Hello, I was curious how, where it comes from like, you wrote “A Short Guide To A Happy Life” and then to turn around and not in the sequence but to write something well written, mind you, but so painful as “Black and Blue” where, how you can differentiate and write this side and then turn around and write this side. Where that comes from?

Ann Quindlen:

That's a really interesting question because “Black and Blue” and “A Short Guide To A Happy Life” have to be pretty close to opposite ends of the number line. I suppose part of it is because, of course, “Black and Blue” is a novel. It's completely fiction, and I can create this fictional world which is dark and mean and scary and then at the end of the day I can step out of it. But there are elements of the point of “Short Guide” which is of course that when you’ve seen the bad stuff, you realize how great the good stuff is and how life shouldn't be taken for granted. There's elements of that in “Black and Blue” because one of the reasons why Fran Flynn stays for so long is because of the good things in her domestic life. Her husband, when they are good with each other, her home, her sister, her family, of course her son. And even when she finally flees and is living this very, very difficult life on the run, she still has that sense from time to time of how, of how good life can be.
And I think that's it. I mean I do tend to be a kind of an incorrigible optimist but as I say in “A Short Guide To A Happy Life,” that comes out of a life experience in which I watched someone who I loved more than anything in the world, die by inches.
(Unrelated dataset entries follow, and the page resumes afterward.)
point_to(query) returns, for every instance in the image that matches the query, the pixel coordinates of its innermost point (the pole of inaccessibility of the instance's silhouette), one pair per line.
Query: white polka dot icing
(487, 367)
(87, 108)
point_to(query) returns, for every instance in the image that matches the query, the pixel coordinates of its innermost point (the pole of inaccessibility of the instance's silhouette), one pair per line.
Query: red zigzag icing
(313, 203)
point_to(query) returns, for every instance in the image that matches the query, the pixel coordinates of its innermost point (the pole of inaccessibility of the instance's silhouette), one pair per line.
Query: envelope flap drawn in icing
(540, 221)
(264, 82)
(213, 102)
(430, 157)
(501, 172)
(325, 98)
And realize that the reason she was hanging on for dear life to her existence even though she was in incredible pain and incredibly depleted, was not because she was hoping if she hung on she could win the Pulitzer or make a big killing in the market or get some promotion. She was hanging on because to sit out in the backyard with the sun in your face is an affirmative good. And, and you know, that's a lesson that I got when I was 19 years old and I have to say it was just an incredible gift to me for the rest of my life in terms of, in terms of how I looked at the world and my place in it. Two minutes left.
Anybody else have a question? Well I do think that one of the things that we all ought to do though, shifting from politics to this event today, is that we should continue to fight this idea that nobody is reading. You know we just recently had a poll and everyone said, “Oh no, it shows the numbers are down.” It was about how many people are reading fiction and one of the things that we know is that men tend disproportionately to read nonfiction and biography rather than fiction. That's why only men are allowed to watch the History Channel.

[laughter]


But when you hear about how many people you know are in book clubs, when you see in new bookstores bringing up along the interstate, and you know in today's”Washington Pos” there was a wonderful piece about being on the Metro and watching people read. You know that there's still a huge capacity to become excited about books and, you know, when you're in a city like London, and you look at all those little blue plaques on the houses that say, “In this house Virginia Wolf lived.” You realize not only that it's been that way for a long time, but that it's growing. That literacy is growing. That access to books is growing. That the feeling that books are important in our schools and then in our life after school is growing.
And to me as a person living in America and a democratic country, that's all to the good because books are really the most important tool of democracy. They make the big lives of demagoguery impossible because when people know stuff they can say, “No sir, you are wrong about that,” you know.
[applause]
And I just, I just would leave you with one really important thought, in a democracy, cutting library budgets is more of a threat than cutting defense budgets.